The circuit below shows two emitter followers as a gate driver.
Added:
Related only - high side driving 'trick'.
This is Olin's P Channel high side FET gate driver cct.
He says it achieves 200 nano-second switching.
Note the special magic from having R14 present, what that dos tohow Q2 works and the roles of R15 and R14. You should understand it yourself , but:
R14 makes Q2 an emitter follower "sort of". R14 is now driven to 1 Vbe below Vin high. Note the "no series resistor note.
HOWEVER, R15 is (here) 45 x R14 so as R14 voltage rises R15 will drop 5 x as much.
So if Vin rises from 0V to ~= (3.3-Vbe) = say 2.7V, R15 will drop 5 x 2.7 ~= 13.5V. Thi provides all the drive needed but the gate of the FET does not need a zener clamp to prevent overdrive.
Best Answer
You need a low gate threshold mosfet (logic level), Vgt must be lower than the MCU supply voltage.
Vds must be higher that the supply voltage the LEDs are connected to.
Rds ON should be low enough, likewise so for Rth_junction2ambient.

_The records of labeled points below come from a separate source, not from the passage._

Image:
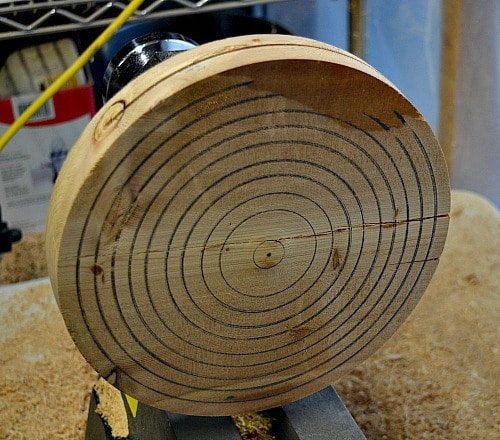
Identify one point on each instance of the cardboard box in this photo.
(30, 162)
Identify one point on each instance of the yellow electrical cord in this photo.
(70, 72)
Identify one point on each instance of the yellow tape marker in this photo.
(132, 403)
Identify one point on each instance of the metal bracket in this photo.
(321, 416)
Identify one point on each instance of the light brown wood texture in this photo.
(245, 223)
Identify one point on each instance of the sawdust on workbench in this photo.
(436, 378)
(26, 261)
(111, 408)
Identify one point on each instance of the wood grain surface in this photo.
(245, 223)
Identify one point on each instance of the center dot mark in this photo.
(268, 254)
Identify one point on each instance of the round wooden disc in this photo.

The temperature of the junction will be:
Tj = Tcase + Pmosfet * Rth
Make Pmosfet small and the temperatures will be low.
Another parameter you need to look at is the total gate charge. The larger it is the harder to turn the mosfet on, but for your circuit (low frequency) this is not a problem.

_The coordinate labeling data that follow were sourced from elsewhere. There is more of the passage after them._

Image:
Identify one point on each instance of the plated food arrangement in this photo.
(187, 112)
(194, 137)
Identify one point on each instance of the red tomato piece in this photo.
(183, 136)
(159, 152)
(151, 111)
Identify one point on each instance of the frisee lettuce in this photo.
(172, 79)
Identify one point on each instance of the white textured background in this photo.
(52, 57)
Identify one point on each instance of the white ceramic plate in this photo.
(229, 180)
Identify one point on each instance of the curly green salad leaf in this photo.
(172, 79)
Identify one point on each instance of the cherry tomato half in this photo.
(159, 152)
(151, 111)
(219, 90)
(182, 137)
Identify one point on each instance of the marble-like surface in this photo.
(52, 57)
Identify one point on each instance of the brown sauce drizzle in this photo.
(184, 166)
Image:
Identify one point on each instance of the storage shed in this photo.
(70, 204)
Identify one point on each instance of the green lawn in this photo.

The gate resistor does not matter that much in your case, since you will be driving the mosfet directly with the MCU. The MCU output is "limited to 25mA anyway" - this is not actually true, but if you want to be on the overingeneering side, calculate:
Rg = Vsupply_MCU/25mA
I recommend you show the circuit before trying.
The VN0104 transistor has for instance low enough Vgs(th) to work with a 3.3V MCU. It has a relatively high Rds ON. The lowest dissipation for the current you mentioned is:
P = 0.4*0.4* 3 Ohm = 0.48W
This is a max power, that is to big to be sustained by such a small device. For 0.5W I would recommend a TO-220 device.